If you should accidentally cut something you really didn't want to, not to worry. Just press [OPTION-X], and the text will reappear as if by magic. In fact, that is exactly the procedure for moving a block of text from one place to another. First you delete it, then cursor to the new position and press [OPTION-X].
If you want to duplicate a portion of text, rather than to delete or move it, you press [OPTION-B] at the beginning of the block and [OPTION-E] at the end. This time the words in the message window say, "BLOCK DEFINED." Now when you press [OPTION-X] at the desired spot, a copy of the text block will appear as above, but the original text will not be deleted. Incidentally, this text will remain in the text buffer until it is replaced by new text, so it is possible to make as many copies as you want just by pressing [OPTION-X] for each copy. It is even possible to save (or abandon) the current document, load another one, and "paste" this buffered text into the new document.
In fact, if you are using a 130XE (or an expanded 800XL), and the documents you're dealing with are 15K or smaller, you can load another document into the second (or third) bank of memory and cut and paste between them as desired. Just press [START-B] to go to the next bank. Then press [OPTION-L]. You will be prompted for the "FILE TO MERGE." Pressing [START-B] will cycle from bank 1 to 2 to 3 and back to 1. Each time you change banks, you will find the cursor is right where you left it, which is very convenient.
Remember that word "merge" when dealing with more than one file at a time. If you SAVE your file from the Main Menu, all three banks will be saved in consecutive order as one file. If you have loaded additional files as a temporary step in order to refer to them or copy text, etc., and do not wish them to be part of the original document in their entirety, then you must delete the extraneous text.
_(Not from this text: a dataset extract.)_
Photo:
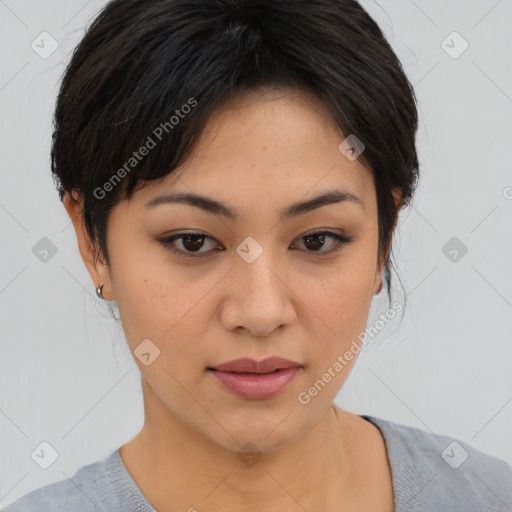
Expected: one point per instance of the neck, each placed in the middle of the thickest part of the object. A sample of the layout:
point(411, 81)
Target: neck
point(174, 463)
This is easily done by pressing [SELECT-T] to go to the top of the bank, then pressing [SELECT-DELETE] to delete to the end of the bank. Text deleted in this manner will NOT be saved in the buffer, so be sure you really want to delete it. Any prior text that IS in the buffer will not be disturbed and can still be pasted where desired.
Sometimes, when you have two or more files in memory, you want to save each of them individually. Again, no problem. Just place the cursor at the top of the block to be saved and press [OPTION-B]. Now press [SELECT-B] to go to the bottom of the bank (or cursor to the desired spot) and press [OPTION-S]. You will be prompted for "FILE TO SAVE". Repeat this procedure for any additional file.
There are two more options involving a block of text. You may alphabetize a list by pressing [OPTION-B] at the beginning and [OPTION-A] at the end. (If the list is lengthy, this will take some time, so be patient.) If you want to count the number of words in a block, press the now-familiar [OPTION-B] at the beginning and [OPTION-W] at the end. (To count the number of words in the whole bank, press [OPTION-W] from any spot without marking a beginning.)
Whenever you define a block of text, whatever the reason, the text will appear in inverse video until the action is completed. If you are dealing with sentences from within paragraphs, be sure to include the spaces after the final period in the block to be defined. In the same manner, you should include the [RETURN] on the line below a paragraph to be moved so that it will separate that paragraph from subsequent text in the new position.
Practice making use of these text block features. You'll find the commands easy to memorize, and your writing will improve with this type of editing.